Der zweite für den Erfolg einer Falstaff-Einstudierung entscheidende Faktor ist der Dirigent. Diesmal endete die Serie einen Tag nach Aschermittwoch, sozusagen am Ascherdonnerstag, bzw. in diesem Fall Asher-Donnerstag, da man nämlich Asher Fisch die musikalische Leitung anvertraut hatte. Eine nicht unproblematische Entscheidung, schließlich ist Fisch bei seinen bisherigen Auftritten nicht unbedingt als Freund des feinen Pinsels aufgefallen.
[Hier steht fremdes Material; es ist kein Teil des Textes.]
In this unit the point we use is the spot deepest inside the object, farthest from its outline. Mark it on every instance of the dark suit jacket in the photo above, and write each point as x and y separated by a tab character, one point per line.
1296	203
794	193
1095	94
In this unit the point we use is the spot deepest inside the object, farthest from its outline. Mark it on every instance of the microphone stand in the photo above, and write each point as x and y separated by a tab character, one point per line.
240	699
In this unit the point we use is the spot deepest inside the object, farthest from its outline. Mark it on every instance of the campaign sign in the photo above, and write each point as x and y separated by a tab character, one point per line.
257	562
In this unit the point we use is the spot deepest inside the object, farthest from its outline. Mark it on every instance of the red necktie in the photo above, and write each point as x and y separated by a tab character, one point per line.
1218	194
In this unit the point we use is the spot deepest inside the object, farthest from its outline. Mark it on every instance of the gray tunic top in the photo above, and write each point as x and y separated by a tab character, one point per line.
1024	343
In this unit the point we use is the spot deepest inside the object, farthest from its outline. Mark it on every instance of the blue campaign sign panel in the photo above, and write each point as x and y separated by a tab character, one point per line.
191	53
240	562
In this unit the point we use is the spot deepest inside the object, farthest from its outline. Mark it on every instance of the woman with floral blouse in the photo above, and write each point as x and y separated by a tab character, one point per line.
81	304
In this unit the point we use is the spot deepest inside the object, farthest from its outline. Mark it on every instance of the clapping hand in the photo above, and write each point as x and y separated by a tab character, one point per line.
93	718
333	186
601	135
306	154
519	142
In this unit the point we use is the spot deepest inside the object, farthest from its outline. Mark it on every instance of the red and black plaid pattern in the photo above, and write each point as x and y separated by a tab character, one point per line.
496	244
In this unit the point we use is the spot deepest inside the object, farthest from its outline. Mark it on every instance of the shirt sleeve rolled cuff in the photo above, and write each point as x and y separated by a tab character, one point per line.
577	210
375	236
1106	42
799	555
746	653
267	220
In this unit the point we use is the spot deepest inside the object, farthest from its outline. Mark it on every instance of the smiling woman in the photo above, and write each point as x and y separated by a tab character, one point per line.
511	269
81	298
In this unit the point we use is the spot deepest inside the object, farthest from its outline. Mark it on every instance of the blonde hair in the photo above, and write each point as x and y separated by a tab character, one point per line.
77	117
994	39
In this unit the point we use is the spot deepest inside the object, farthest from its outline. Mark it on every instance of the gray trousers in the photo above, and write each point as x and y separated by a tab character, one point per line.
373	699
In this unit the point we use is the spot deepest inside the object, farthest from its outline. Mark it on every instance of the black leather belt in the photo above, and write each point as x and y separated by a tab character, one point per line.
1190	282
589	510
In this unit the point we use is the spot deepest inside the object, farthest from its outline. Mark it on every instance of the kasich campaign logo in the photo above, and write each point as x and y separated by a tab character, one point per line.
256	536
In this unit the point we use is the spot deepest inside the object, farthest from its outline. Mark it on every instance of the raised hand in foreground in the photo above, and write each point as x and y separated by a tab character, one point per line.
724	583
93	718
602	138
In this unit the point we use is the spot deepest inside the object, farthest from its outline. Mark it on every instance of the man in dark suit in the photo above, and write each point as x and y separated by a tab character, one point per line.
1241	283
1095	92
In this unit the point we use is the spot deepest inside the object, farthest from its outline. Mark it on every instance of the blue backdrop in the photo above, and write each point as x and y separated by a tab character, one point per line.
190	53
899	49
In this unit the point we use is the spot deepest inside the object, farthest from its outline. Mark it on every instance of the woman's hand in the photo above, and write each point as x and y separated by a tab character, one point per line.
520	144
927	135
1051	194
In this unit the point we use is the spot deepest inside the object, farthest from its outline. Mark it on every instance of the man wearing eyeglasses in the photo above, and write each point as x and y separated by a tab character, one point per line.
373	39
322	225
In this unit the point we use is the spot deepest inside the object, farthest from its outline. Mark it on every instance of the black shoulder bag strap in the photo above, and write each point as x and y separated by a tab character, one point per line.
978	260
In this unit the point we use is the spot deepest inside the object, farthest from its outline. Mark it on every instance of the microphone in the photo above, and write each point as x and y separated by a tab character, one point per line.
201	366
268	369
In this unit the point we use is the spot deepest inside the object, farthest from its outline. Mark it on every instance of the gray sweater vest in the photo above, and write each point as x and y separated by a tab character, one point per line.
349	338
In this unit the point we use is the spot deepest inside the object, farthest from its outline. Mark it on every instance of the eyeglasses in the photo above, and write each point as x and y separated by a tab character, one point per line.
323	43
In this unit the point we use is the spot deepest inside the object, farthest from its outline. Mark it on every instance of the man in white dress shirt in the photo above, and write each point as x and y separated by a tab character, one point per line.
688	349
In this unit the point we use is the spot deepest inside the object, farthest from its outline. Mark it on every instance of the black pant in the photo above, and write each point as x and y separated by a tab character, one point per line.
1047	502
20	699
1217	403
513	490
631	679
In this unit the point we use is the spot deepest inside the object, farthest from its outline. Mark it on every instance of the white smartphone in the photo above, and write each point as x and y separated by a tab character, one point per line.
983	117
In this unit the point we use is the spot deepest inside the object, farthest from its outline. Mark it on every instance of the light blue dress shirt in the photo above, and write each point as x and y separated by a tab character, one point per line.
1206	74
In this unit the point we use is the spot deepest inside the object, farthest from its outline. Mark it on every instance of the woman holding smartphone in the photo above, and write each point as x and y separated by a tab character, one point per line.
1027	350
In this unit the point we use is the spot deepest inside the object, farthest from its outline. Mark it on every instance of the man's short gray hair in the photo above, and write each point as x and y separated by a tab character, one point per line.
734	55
Und auch hier ließ er das Staatsorchester für meinen Geschmack sehr al fresco musizieren, die Tutti knallten, die Bläser ratterten ihre Einsätze rabiat dazwischen und mancher Übergang klang mehr gewaltsam als entwickelt. Man konnte ihm zugute halten, dass er den Laden im Griff hatte, Orchester und Bühne, von kleinen Wacklern abgesehen, auch in den diffizilen Ensembleszenen zusammenhielt und sich in Tempo und Lautstärke zumindest um eine etwas differenziertere Wiedergabe bemühte. Auf die orchestralen Feinheiten und Effekte der Partitur musste man allerdings verzichten, gerade im piano klang vieles nur hingeworfen statt wirklich ausgearbeitet, der ganz spezielle musikalische Tonfall der Oper stellte sich nur andeutungsweise ein.
Va, vecchio John! Ambrogio Maestri in der Titelrolle (Foto: Wilfried Hösl)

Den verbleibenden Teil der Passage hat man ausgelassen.